My initiation happened almost immediately after plotting to kill the king squid. His tentacle needed to be chopped off. But how? I just couldn't think of a way I could execute a death plan alone. As I sat beneath the palm trees in Paradise a perfect plan jogged into my devastated thinking.

"Great day for a run along the water. Want to join us," a passing, very perky, jogger jogged on the spot in front of me. Her jogging buddy in very expensive matching gym clothes jogged a circle around the two of us as though creating a whirlpool of connection.

My first reaction was to tell stopped jogger to fuck off but Paradisial training was nicely ingrained so I instead smiled sweetly and said,

"I haven't got the right shoes on but thanks for the invitation."

The whirlpool creator stopped jogging and faced me square on. She was beautiful. Gorgeous skin, gorgeous facial structure and eyes as calming as Lovan. She looked expensive, as did every other woman in Paradise. How did they afford to dress so beautifully? Surely there would be no money left for their husbands to dress up and socialise if they spent money on themselves?

Beautiful whirlpool jogger hugged me and I could smell natural frangapani perfume as her warm sweat dropped onto my arm. It was very intimate. She whispered in my ear,

"We have a way of dealing with the good husbands of Paradise you know. Come walk with me".

Well, well. The power of two is way better than the awkward heart broken plotting of one. Paradise lives on thanks to the cunning power survival strategies of the good wives of Paradise. It seems that the power is not in the killing but in total embracing of surface domestic bliss - just as men have done for centuries. Such surface bliss and polish, so the good jogger instructed me, scares the good husbands senseless and they never again wander or shop where they are not supposed to - just as disempowered women have done for centuries. In Paradise, the good husbands are rendered isolated in their own facade (who would believe them if they reported that a good wife slapped them behind closed doors or spent all the money on herself), engulfed by their own perfect lie and denied freedom of choice for the rest of their miserable lives in Paradise.

Ahhhh, I love Paradise.

4 Response to "The power of two"

Sammi said...

I like twisted Megan.

HEAPS better than yesterday.
Almost enough to make me want to go jogging..

Mountaingirl said...

Now I know why I am single (and that isn't an SOS lol). And there is nothing like a good bit of macabre to start the day :-)

Megan Bayliss said...

Thank you, Cherubs. This one took on a life of it's own. I had the plot and characters up until the I am going to murder that man part. I relied upon the death plan just coming to me as I wrote but I did also consider leaving the story as a cliff hanger because it was time to get Master 14 up for school.

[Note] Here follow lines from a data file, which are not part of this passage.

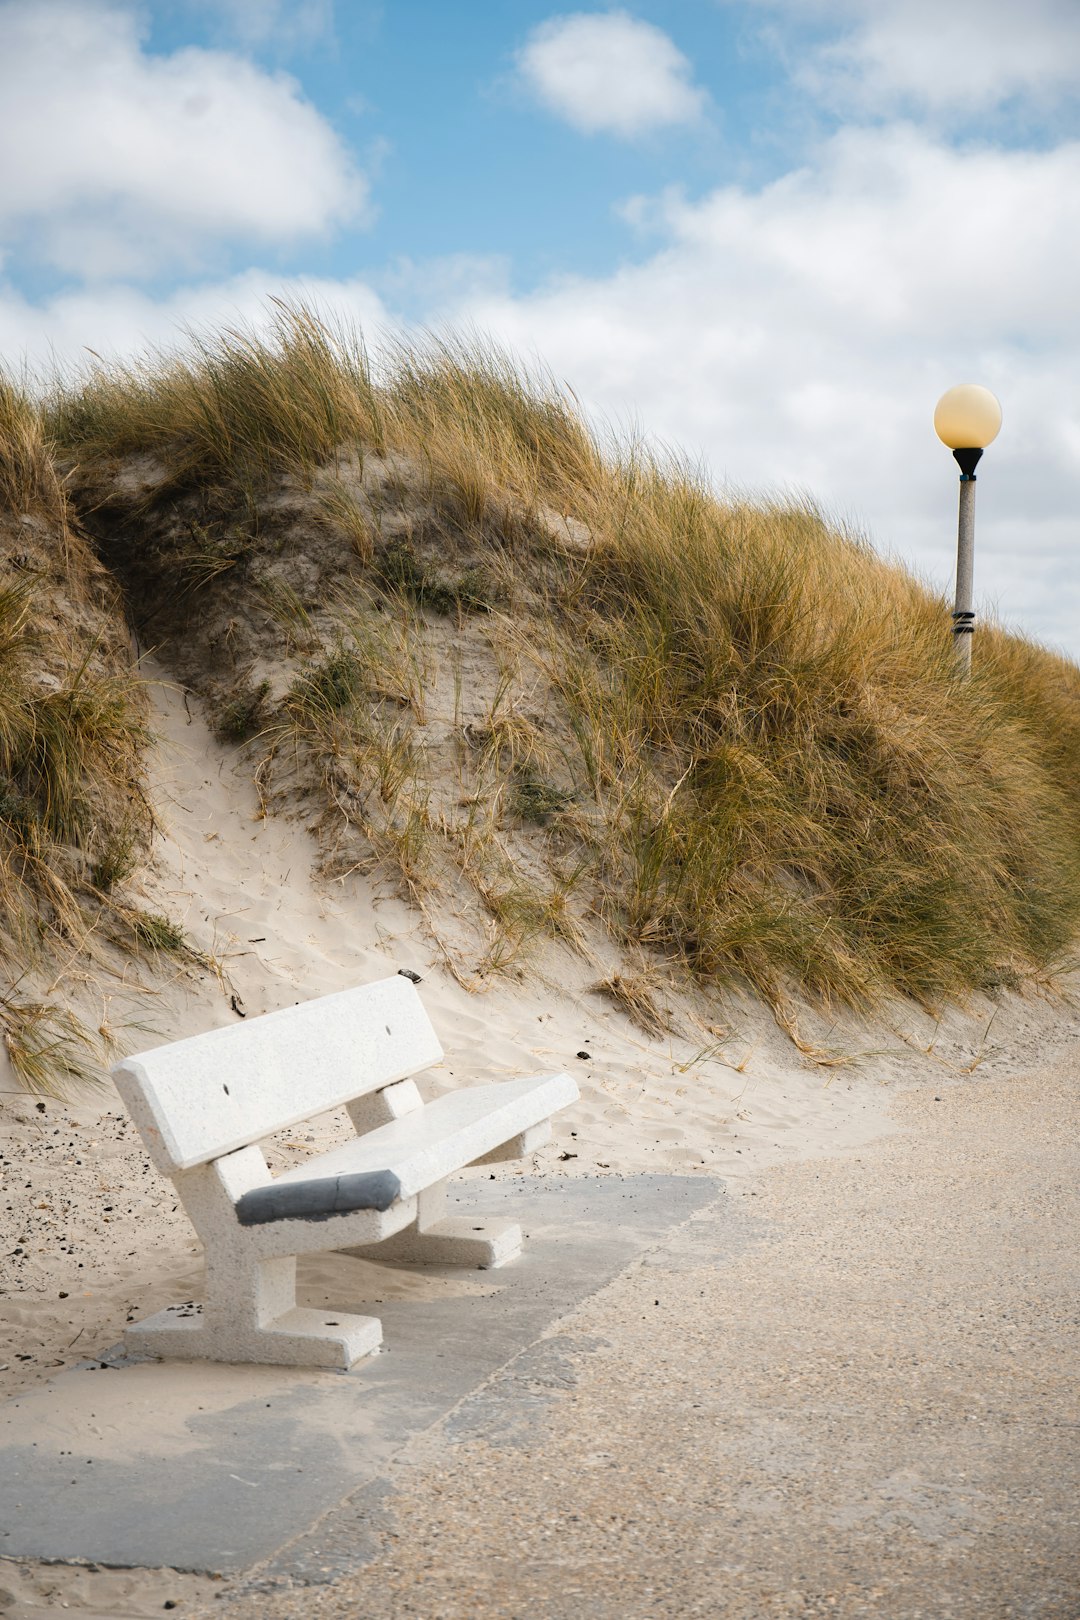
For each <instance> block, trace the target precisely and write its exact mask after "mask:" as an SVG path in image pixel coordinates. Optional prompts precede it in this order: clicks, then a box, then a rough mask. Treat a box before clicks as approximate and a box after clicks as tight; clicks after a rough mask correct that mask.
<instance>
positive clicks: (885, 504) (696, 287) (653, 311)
mask: <svg viewBox="0 0 1080 1620" xmlns="http://www.w3.org/2000/svg"><path fill="white" fill-rule="evenodd" d="M1078 191H1080V144H1072V146H1064V147H1061V149H1057V151H1052V152H1044V154H1035V152H994V151H983V149H980V151H967V152H960V151H955V149H950V147H947V146H941V144H936V143H933V141H931V139H928V138H926V136H923V134H920V133H916V131H915V130H912V128H899V130H884V131H865V130H863V131H860V130H847V131H842V133H840V134H837V136H836V138H832V139H831V141H827V143H826V144H824V147H823V149H821V152H819V154H818V156H816V160H814V162H813V164H811V165H808V167H805V168H801V170H798V172H795V173H792V175H787V177H784V178H782V180H779V181H776V183H772V185H769V186H766V188H763V190H759V191H748V190H742V188H737V186H729V188H722V190H719V191H716V193H712V194H711V196H708V198H704V199H703V201H699V203H688V201H685V199H683V198H680V196H677V194H672V196H667V198H664V199H661V201H659V204H656V207H654V214H656V222H657V225H659V228H661V230H662V233H664V241H662V246H661V248H659V251H657V253H656V254H654V256H653V258H651V259H649V261H646V262H644V264H638V266H631V267H623V269H622V271H619V272H617V274H615V275H609V277H602V279H580V277H578V279H567V280H563V282H560V283H559V285H554V287H549V288H546V290H542V292H539V293H536V295H533V296H529V298H517V300H515V298H510V296H495V298H491V296H486V298H484V296H479V298H473V300H470V301H468V305H457V306H453V308H449V309H447V316H449V318H452V319H455V318H463V316H468V318H470V319H471V321H474V322H476V324H478V326H479V327H481V329H486V330H492V332H494V334H497V335H500V337H502V339H504V340H507V342H510V343H512V345H513V347H517V348H518V350H523V352H536V353H539V355H541V356H542V358H544V360H546V361H547V363H551V364H552V366H554V368H555V371H557V373H559V374H562V376H563V377H567V379H568V381H570V382H572V384H573V387H575V389H576V390H578V392H580V395H581V397H583V399H586V400H588V402H589V403H591V405H594V407H597V408H599V410H601V411H606V413H609V415H612V416H617V418H622V420H628V418H631V416H633V418H638V420H640V421H641V423H643V424H644V426H646V428H648V429H649V431H651V433H654V434H656V436H657V437H661V439H664V441H665V442H670V444H677V445H683V447H687V449H688V450H690V452H691V454H695V455H698V454H699V455H703V457H704V458H706V460H708V463H709V465H711V468H712V471H714V475H716V476H717V478H721V480H730V481H732V483H733V484H735V486H738V488H756V489H774V491H776V489H777V488H789V489H805V491H810V492H811V494H814V496H816V497H819V499H821V501H823V502H824V504H826V505H827V507H829V509H831V510H832V512H836V514H839V515H840V517H845V518H850V520H853V522H857V523H860V525H865V528H866V530H868V531H870V535H871V538H873V539H874V541H876V543H878V544H879V546H881V548H882V549H886V551H894V552H897V554H900V556H904V557H905V559H907V561H908V562H912V564H913V565H915V567H916V569H918V570H921V572H926V573H929V575H933V577H934V578H936V582H938V583H939V585H942V586H944V585H947V582H949V578H950V572H952V564H954V548H955V476H957V471H955V467H954V463H952V460H950V458H949V454H947V452H946V450H944V449H942V445H941V444H939V442H938V439H936V437H934V433H933V426H931V415H933V407H934V403H936V400H938V397H939V394H941V392H944V389H946V387H949V386H950V384H952V382H959V381H975V382H983V384H986V386H989V387H991V389H994V392H996V394H997V395H999V397H1001V400H1002V403H1004V413H1006V423H1004V428H1002V433H1001V437H999V439H997V442H996V444H994V445H993V449H991V450H989V452H988V455H986V460H984V463H983V468H981V473H980V525H978V528H980V536H978V551H980V557H978V572H976V585H978V588H980V591H981V595H983V598H984V601H989V603H997V604H999V608H1001V611H1002V612H1004V614H1006V617H1009V619H1010V620H1012V622H1018V624H1027V625H1028V627H1030V629H1031V630H1033V632H1035V633H1040V635H1043V637H1046V638H1049V640H1052V642H1057V643H1061V645H1069V646H1070V648H1072V650H1074V653H1075V654H1080V520H1077V517H1075V514H1077V510H1078V509H1080V405H1078V402H1077V392H1075V377H1077V374H1078V373H1080V330H1078V329H1077V321H1075V292H1074V287H1075V264H1077V261H1078V258H1080V215H1077V212H1075V209H1074V207H1072V206H1070V198H1075V196H1077V194H1078Z"/></svg>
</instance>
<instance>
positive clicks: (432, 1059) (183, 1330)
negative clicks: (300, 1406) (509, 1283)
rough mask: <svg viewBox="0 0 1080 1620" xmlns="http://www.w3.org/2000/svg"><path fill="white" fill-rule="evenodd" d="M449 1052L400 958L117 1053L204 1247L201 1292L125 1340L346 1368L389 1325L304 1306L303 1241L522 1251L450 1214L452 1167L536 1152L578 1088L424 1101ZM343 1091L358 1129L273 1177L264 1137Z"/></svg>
mask: <svg viewBox="0 0 1080 1620" xmlns="http://www.w3.org/2000/svg"><path fill="white" fill-rule="evenodd" d="M440 1058H442V1048H440V1045H439V1040H437V1038H436V1032H434V1029H432V1025H431V1021H429V1017H427V1014H426V1013H424V1008H423V1003H421V1000H419V995H418V991H416V988H415V985H411V983H410V980H408V978H405V977H402V975H395V977H393V978H382V980H379V982H377V983H374V985H363V987H361V988H356V990H343V991H340V993H338V995H334V996H321V998H319V1000H317V1001H306V1003H303V1004H301V1006H295V1008H285V1009H282V1011H280V1013H267V1014H266V1016H264V1017H256V1019H248V1021H246V1022H244V1024H233V1025H230V1027H228V1029H214V1030H209V1032H207V1034H206V1035H194V1037H193V1038H191V1040H178V1042H175V1043H173V1045H168V1047H157V1048H155V1050H154V1051H144V1053H141V1055H139V1056H134V1058H126V1059H125V1061H123V1063H118V1064H117V1068H115V1069H113V1077H115V1081H117V1087H118V1090H120V1095H121V1097H123V1100H125V1103H126V1106H128V1111H130V1113H131V1118H133V1119H134V1123H136V1124H138V1128H139V1131H141V1134H142V1140H144V1142H146V1147H147V1150H149V1153H151V1158H152V1160H154V1163H155V1166H157V1168H159V1170H160V1171H162V1173H164V1174H167V1176H170V1178H172V1181H173V1186H175V1187H176V1192H178V1196H180V1199H181V1202H183V1207H185V1210H186V1212H188V1215H189V1217H191V1223H193V1225H194V1228H196V1231H198V1234H199V1238H201V1239H202V1246H204V1249H206V1299H204V1302H202V1304H201V1306H193V1304H186V1306H168V1307H167V1309H165V1311H159V1312H157V1314H155V1315H152V1317H147V1319H146V1320H142V1322H139V1324H136V1325H134V1327H131V1328H130V1330H128V1332H126V1335H125V1338H126V1343H128V1346H130V1348H131V1349H134V1351H136V1353H149V1354H155V1356H183V1358H206V1359H210V1361H269V1362H282V1364H287V1366H319V1367H350V1366H351V1364H353V1362H355V1361H358V1359H359V1358H361V1356H366V1354H369V1353H371V1351H372V1349H374V1348H376V1346H377V1345H379V1343H381V1340H382V1324H381V1322H379V1319H377V1317H369V1315H343V1314H340V1312H337V1311H309V1309H301V1307H298V1306H296V1255H298V1254H308V1252H313V1251H325V1249H345V1251H350V1252H353V1251H363V1252H366V1254H371V1255H372V1257H377V1259H384V1257H385V1259H397V1260H421V1262H423V1260H429V1262H449V1264H461V1265H478V1267H494V1265H502V1264H504V1262H505V1260H508V1259H512V1257H513V1255H515V1254H517V1252H518V1249H520V1246H521V1230H520V1226H517V1225H513V1223H508V1221H500V1223H492V1221H479V1220H474V1218H468V1220H453V1218H447V1213H445V1189H447V1176H450V1174H453V1173H455V1171H458V1170H463V1168H465V1166H466V1165H474V1163H489V1162H494V1160H500V1158H517V1157H520V1155H521V1153H529V1152H533V1149H534V1147H539V1145H541V1142H544V1140H547V1137H549V1136H551V1115H552V1113H554V1111H555V1110H557V1108H563V1106H565V1105H567V1103H572V1102H573V1100H575V1098H576V1095H578V1087H576V1084H575V1082H573V1079H572V1077H570V1076H568V1074H541V1076H536V1077H529V1079H515V1081H500V1082H495V1084H491V1085H474V1087H470V1089H466V1090H458V1092H449V1093H447V1095H444V1097H440V1098H437V1100H436V1102H432V1103H427V1105H424V1102H423V1098H421V1095H419V1092H418V1089H416V1084H415V1082H413V1079H411V1076H413V1074H416V1072H418V1071H421V1069H426V1068H427V1066H429V1064H432V1063H437V1061H439V1059H440ZM342 1103H345V1106H347V1110H348V1115H350V1118H351V1121H353V1124H355V1128H356V1132H358V1134H356V1137H355V1139H351V1140H348V1142H347V1144H345V1145H343V1147H335V1149H332V1150H330V1152H327V1153H322V1155H319V1157H316V1158H311V1160H308V1162H306V1163H303V1165H298V1166H296V1168H295V1170H288V1171H285V1173H283V1174H280V1176H277V1178H272V1176H270V1171H269V1168H267V1162H266V1158H264V1155H262V1152H261V1149H259V1147H257V1142H259V1140H261V1139H262V1137H267V1136H270V1132H274V1131H279V1129H282V1128H285V1126H291V1124H296V1123H300V1121H301V1119H309V1118H313V1116H314V1115H319V1113H324V1111H325V1110H327V1108H335V1106H338V1105H342ZM372 1244H377V1249H374V1251H372V1249H371V1246H372Z"/></svg>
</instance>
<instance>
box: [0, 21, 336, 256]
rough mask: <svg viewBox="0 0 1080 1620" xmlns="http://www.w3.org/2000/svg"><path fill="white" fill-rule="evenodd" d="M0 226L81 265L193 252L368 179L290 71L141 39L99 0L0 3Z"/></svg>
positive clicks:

In my (not so) patient way of trying to get Master 14 off to school I realised that sometimes the best way to kill something you don't like is to go with the flow - do not resist....and so the ending of the story manifested.

Tomorrow's prompt pic is an advert - a poster. I have to write a guest speech so am collapsing time and will use that as my genre for tomorrow. For a head start on your thinking and writing (in whatever genre you want), the poster is at my other site: Australia's biggest morning tea.

Julie G said...

Hi Megan

I always wondered about those joggers down on the Esplande.

I really enjoyed the plot. Hmm got my juices flowing.